The Duff opens with Bianca Piper, a seventeen-year-old senior high school student Bianca, who is a little bit short, a little bit plump, and a lot smart and sassy. Bianca's best friends Casey and Jessica are gorgeous. But that has never been a problem for the trio until bad boy Wesley calls Bianca the DUFF of her group. Suddenly, Bianca starts questioning everything about her friendship with the others and her status in the group. And then the novel takes well, a bit of a surprising turn when, desperate to escape all the drama that is happening at home (and there is a bit of it,) Bianca initiates a friends-with-benefits relationship with Wesley that he seems a little bit too happy to be going along with. Over the course of the novel, Bianca learns a few important life lessons about facing up to her personal responsibilities and also that labels (such as the DUFF,) are false and not worth paying attention to.
While The Duff has been enjoyed by many readers, this one did not work quite so well for me. I suppose some of this may be a generational thing--back in my day when teenagers used to ride on a pterodactyl down to the local library or bookshop instead of a bus, sex in YA was rather a big deal. Judy Blume's Forever was considered to be the hottest and most definitive fiction book on the subject, and often the focus was on first relationships. (The consequences of which were sometimes dire and over-the-top, such as in My Darling, My Hamburger.) That said, I don't think there is anything wrong with sex in YA, I don't think that it must always be accompanied by morals and life lessons, or that the characters *must* be in a relationship but ... (cue grumpy thirty-something,) I was surprised by just how flippantly sex was treated in this book.

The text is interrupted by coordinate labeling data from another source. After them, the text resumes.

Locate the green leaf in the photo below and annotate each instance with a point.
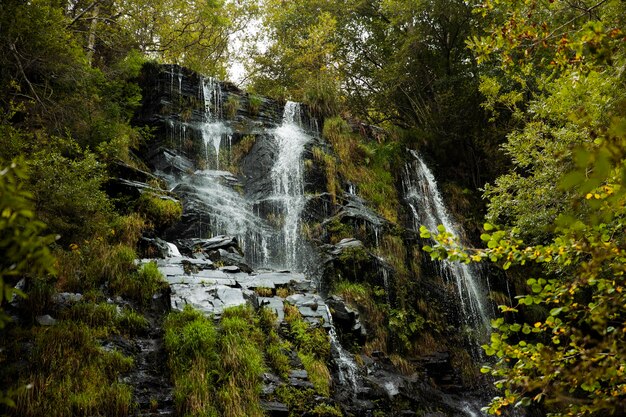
(556, 311)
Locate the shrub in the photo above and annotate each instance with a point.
(254, 104)
(216, 372)
(232, 106)
(72, 376)
(141, 285)
(160, 211)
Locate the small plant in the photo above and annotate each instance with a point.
(93, 389)
(216, 371)
(325, 410)
(127, 229)
(241, 149)
(160, 211)
(141, 285)
(264, 292)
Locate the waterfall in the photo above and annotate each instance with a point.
(427, 208)
(213, 127)
(346, 365)
(288, 179)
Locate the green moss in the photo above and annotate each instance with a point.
(337, 230)
(232, 106)
(330, 169)
(160, 211)
(141, 285)
(367, 164)
(318, 373)
(254, 104)
(373, 310)
(125, 321)
(240, 150)
(71, 375)
(216, 371)
(275, 347)
(325, 410)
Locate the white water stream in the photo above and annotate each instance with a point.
(422, 195)
(288, 180)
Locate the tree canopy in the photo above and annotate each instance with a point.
(524, 102)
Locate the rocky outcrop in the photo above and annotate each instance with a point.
(216, 156)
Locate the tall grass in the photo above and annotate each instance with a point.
(71, 375)
(216, 371)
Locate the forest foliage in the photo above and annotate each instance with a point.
(523, 99)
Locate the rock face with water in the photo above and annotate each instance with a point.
(258, 228)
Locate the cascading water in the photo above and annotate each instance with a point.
(229, 213)
(288, 180)
(422, 195)
(348, 369)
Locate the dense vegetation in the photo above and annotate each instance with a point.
(524, 100)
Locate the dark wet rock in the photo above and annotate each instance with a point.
(231, 259)
(301, 383)
(149, 377)
(318, 208)
(439, 368)
(356, 218)
(20, 286)
(270, 383)
(256, 169)
(272, 280)
(298, 373)
(117, 187)
(46, 320)
(343, 245)
(194, 246)
(346, 318)
(275, 304)
(161, 302)
(169, 161)
(219, 242)
(230, 269)
(66, 299)
(121, 169)
(312, 308)
(275, 409)
(153, 248)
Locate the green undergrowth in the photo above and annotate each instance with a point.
(67, 371)
(276, 348)
(159, 210)
(367, 164)
(93, 263)
(313, 347)
(216, 371)
(217, 367)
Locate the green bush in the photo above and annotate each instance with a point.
(232, 106)
(141, 285)
(254, 104)
(160, 211)
(107, 316)
(71, 375)
(216, 372)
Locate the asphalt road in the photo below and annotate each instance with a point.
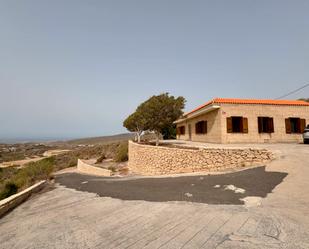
(210, 189)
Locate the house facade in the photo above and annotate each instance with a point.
(245, 121)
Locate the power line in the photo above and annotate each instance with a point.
(298, 89)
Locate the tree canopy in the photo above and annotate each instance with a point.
(156, 114)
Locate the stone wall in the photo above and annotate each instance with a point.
(159, 160)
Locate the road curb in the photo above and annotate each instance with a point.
(13, 201)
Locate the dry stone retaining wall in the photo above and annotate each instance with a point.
(159, 160)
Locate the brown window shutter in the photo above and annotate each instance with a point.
(260, 124)
(288, 126)
(229, 126)
(302, 125)
(245, 125)
(271, 125)
(205, 126)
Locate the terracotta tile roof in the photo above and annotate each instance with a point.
(251, 101)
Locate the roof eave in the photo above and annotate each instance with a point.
(202, 111)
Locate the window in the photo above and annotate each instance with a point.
(181, 130)
(295, 125)
(237, 125)
(266, 124)
(201, 127)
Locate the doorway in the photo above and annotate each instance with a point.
(190, 132)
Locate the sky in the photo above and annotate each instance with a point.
(72, 68)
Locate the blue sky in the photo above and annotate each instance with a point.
(73, 68)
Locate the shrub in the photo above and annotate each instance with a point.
(122, 153)
(10, 188)
(24, 177)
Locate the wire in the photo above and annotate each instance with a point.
(298, 89)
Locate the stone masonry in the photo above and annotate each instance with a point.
(159, 160)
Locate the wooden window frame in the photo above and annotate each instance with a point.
(201, 127)
(243, 125)
(300, 125)
(181, 130)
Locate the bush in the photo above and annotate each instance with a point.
(121, 153)
(10, 188)
(24, 177)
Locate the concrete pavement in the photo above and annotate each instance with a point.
(67, 218)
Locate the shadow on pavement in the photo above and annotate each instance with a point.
(210, 189)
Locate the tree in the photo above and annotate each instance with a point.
(135, 123)
(159, 112)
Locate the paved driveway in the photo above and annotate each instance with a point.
(64, 217)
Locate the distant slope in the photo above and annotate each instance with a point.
(101, 140)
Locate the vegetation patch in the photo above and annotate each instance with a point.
(14, 180)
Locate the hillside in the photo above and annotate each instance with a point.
(102, 140)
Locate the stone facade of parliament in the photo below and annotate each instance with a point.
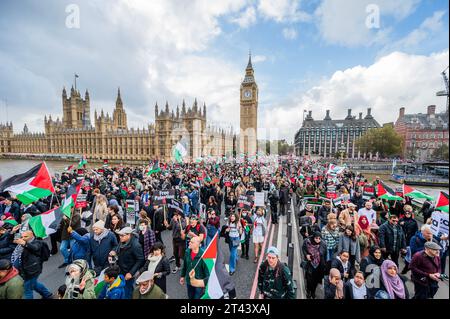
(110, 138)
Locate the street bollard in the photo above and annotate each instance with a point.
(289, 241)
(291, 257)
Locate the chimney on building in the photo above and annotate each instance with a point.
(431, 109)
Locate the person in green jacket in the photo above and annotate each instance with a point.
(146, 288)
(194, 271)
(11, 284)
(80, 281)
(274, 278)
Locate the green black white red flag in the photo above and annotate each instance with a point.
(31, 185)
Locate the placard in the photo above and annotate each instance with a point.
(81, 201)
(163, 197)
(130, 211)
(439, 223)
(244, 202)
(259, 199)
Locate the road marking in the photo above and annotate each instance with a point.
(261, 256)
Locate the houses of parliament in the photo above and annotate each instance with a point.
(109, 136)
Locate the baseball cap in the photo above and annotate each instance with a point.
(273, 251)
(125, 231)
(432, 245)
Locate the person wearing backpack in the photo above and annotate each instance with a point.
(34, 253)
(274, 278)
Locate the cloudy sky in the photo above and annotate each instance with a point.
(308, 55)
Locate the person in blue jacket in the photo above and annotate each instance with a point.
(80, 248)
(114, 287)
(101, 243)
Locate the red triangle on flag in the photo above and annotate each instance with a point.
(211, 251)
(43, 179)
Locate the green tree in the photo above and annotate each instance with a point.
(385, 140)
(441, 153)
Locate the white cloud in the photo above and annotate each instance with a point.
(246, 19)
(290, 33)
(259, 58)
(344, 22)
(283, 11)
(394, 81)
(428, 28)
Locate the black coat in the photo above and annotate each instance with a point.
(31, 261)
(6, 246)
(163, 267)
(131, 256)
(386, 238)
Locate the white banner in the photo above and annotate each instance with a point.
(439, 223)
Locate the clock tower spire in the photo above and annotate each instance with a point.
(248, 111)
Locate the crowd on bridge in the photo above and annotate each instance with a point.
(113, 246)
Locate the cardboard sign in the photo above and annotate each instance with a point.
(175, 206)
(163, 197)
(131, 212)
(259, 199)
(244, 202)
(331, 195)
(81, 201)
(439, 223)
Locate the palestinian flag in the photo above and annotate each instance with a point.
(46, 223)
(179, 152)
(154, 169)
(442, 202)
(385, 192)
(414, 193)
(69, 168)
(82, 162)
(71, 198)
(30, 186)
(219, 282)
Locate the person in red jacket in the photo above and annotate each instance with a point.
(425, 271)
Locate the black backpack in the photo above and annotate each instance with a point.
(45, 251)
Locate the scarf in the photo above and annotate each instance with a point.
(16, 257)
(154, 261)
(394, 285)
(358, 292)
(100, 237)
(314, 250)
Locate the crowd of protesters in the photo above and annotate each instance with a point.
(111, 254)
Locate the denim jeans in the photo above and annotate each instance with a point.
(129, 286)
(233, 256)
(33, 284)
(194, 292)
(65, 245)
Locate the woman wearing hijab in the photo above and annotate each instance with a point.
(315, 252)
(391, 282)
(159, 264)
(333, 285)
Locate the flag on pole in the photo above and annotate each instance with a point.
(47, 223)
(385, 192)
(82, 162)
(155, 168)
(71, 198)
(179, 151)
(69, 168)
(219, 282)
(31, 185)
(414, 193)
(442, 202)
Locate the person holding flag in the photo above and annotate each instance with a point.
(194, 272)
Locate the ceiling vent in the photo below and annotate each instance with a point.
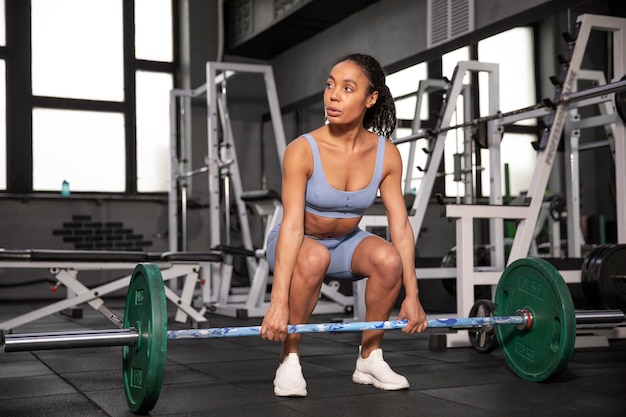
(448, 19)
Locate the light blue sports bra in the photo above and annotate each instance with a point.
(324, 200)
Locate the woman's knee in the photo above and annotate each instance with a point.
(313, 261)
(387, 262)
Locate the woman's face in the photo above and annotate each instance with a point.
(346, 95)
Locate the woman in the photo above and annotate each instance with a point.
(330, 177)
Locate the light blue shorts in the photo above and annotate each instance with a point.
(341, 250)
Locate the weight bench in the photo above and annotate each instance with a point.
(66, 264)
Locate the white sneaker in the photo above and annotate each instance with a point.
(375, 371)
(289, 381)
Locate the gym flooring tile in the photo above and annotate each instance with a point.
(233, 377)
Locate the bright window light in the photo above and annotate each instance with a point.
(153, 30)
(77, 49)
(153, 139)
(87, 149)
(517, 81)
(513, 149)
(517, 90)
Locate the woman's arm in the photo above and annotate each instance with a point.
(402, 238)
(296, 171)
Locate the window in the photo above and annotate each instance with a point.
(3, 39)
(77, 49)
(100, 116)
(517, 90)
(153, 30)
(455, 137)
(3, 125)
(153, 129)
(84, 148)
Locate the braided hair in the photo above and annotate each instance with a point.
(381, 117)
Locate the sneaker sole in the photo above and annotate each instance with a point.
(360, 378)
(289, 393)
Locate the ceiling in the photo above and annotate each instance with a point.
(296, 27)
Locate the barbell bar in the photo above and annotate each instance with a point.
(130, 336)
(535, 325)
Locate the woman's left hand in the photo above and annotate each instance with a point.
(412, 311)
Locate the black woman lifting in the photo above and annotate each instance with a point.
(330, 177)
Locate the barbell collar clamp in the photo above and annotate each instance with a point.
(527, 319)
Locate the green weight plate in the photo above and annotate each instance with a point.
(545, 349)
(591, 278)
(144, 363)
(611, 275)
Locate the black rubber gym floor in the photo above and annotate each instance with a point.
(233, 377)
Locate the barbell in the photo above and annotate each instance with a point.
(531, 298)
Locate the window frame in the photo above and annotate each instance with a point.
(21, 102)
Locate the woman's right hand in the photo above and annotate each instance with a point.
(275, 323)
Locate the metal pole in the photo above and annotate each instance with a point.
(67, 340)
(130, 337)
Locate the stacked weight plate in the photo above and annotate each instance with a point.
(603, 276)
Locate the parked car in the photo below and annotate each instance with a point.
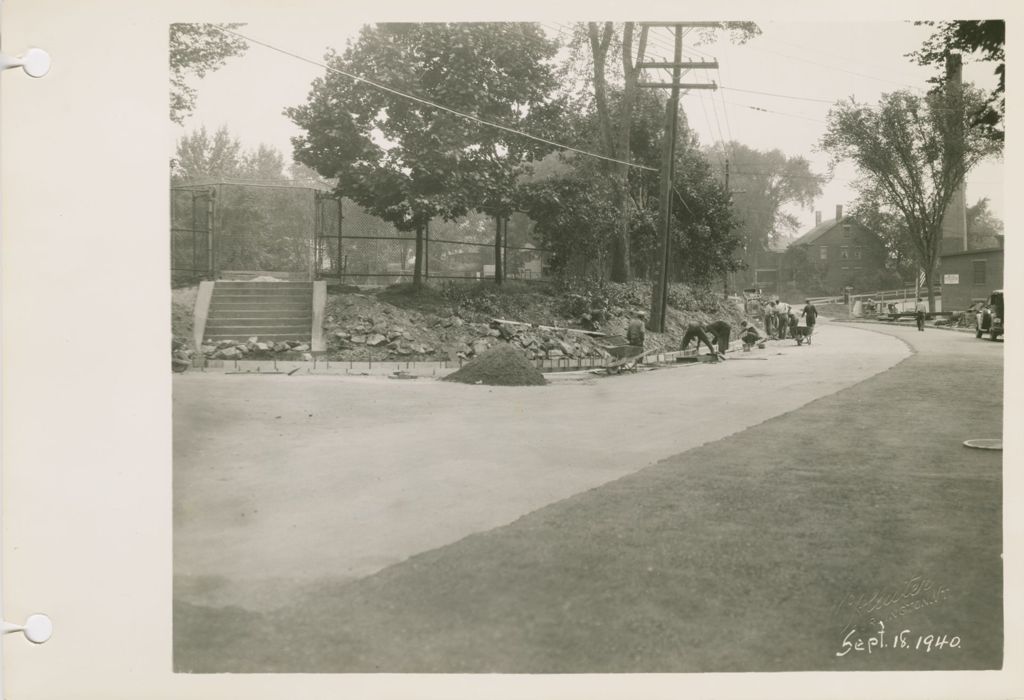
(991, 317)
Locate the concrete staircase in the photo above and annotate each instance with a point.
(271, 311)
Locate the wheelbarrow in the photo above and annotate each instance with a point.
(625, 356)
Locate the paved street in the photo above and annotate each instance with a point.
(754, 552)
(284, 480)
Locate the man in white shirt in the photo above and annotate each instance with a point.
(783, 310)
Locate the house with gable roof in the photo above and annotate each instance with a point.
(842, 252)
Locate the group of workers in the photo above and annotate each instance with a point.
(780, 319)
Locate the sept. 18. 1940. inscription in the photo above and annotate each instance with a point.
(857, 611)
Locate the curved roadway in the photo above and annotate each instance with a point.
(283, 480)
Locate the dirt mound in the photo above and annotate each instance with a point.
(502, 365)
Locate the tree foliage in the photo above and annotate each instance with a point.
(892, 228)
(408, 162)
(764, 184)
(576, 205)
(202, 157)
(195, 50)
(912, 151)
(983, 40)
(615, 56)
(983, 226)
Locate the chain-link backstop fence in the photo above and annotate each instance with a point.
(222, 227)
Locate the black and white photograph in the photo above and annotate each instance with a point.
(578, 347)
(578, 351)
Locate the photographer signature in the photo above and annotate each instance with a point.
(890, 604)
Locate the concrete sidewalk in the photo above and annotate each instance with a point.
(283, 480)
(775, 550)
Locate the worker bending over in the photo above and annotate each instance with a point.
(719, 331)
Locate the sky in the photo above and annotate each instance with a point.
(805, 66)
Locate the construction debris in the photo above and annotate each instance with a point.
(502, 365)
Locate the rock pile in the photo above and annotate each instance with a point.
(359, 326)
(253, 348)
(502, 365)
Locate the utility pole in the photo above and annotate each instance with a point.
(659, 294)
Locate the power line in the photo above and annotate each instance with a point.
(834, 68)
(858, 60)
(775, 94)
(427, 102)
(773, 112)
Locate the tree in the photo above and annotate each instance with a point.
(912, 154)
(408, 162)
(765, 183)
(892, 229)
(200, 156)
(615, 124)
(195, 50)
(574, 215)
(574, 204)
(984, 39)
(983, 227)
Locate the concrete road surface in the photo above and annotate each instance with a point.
(283, 480)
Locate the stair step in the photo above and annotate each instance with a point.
(246, 326)
(263, 338)
(263, 289)
(254, 314)
(258, 298)
(267, 305)
(249, 320)
(247, 275)
(241, 283)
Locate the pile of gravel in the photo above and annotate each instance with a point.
(502, 365)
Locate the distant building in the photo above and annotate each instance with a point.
(837, 254)
(969, 276)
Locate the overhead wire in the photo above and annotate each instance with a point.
(776, 94)
(420, 100)
(833, 68)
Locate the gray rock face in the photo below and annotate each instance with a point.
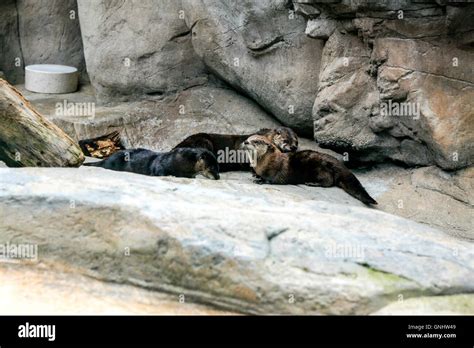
(138, 48)
(11, 58)
(389, 90)
(50, 34)
(219, 241)
(260, 48)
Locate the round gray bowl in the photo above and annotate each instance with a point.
(51, 78)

There is nothing graphic in there (not that I would be offended if there had been,) but something about the way the characters regarded their sexual lives at age seventeen seemed a bit off-kilter to me. Bianca claims that she feels empowered to be intimate with a boy who she cannot stand, and states that she is doing so to escape from her problems, but her reasoning and the complications of her doing so are never really explored in a way that has any real substance. It is just something that Bianca does, which eventually leads her to an unlikely romance. Wesley's bullying of Bianca, labelling her "The DUFF" is never properly explored either--was Wesley attracted to Bianca all along and teasing her, or did he really think that?
Anyway, there are some interesting thoughts on how labels can and do affect people and that people cannot run away from their problems forever. And lets not forget that this was the debut novel from an author who was still in her teens--how many people could have written a book and beaten the odds to have it published at that age, and then had it become a best seller? The answer is, not many. So much respect for that.
Although I did not enjoy this book as much as I had hoped to, I can see why many readers did and why it would make an appealing teen movie.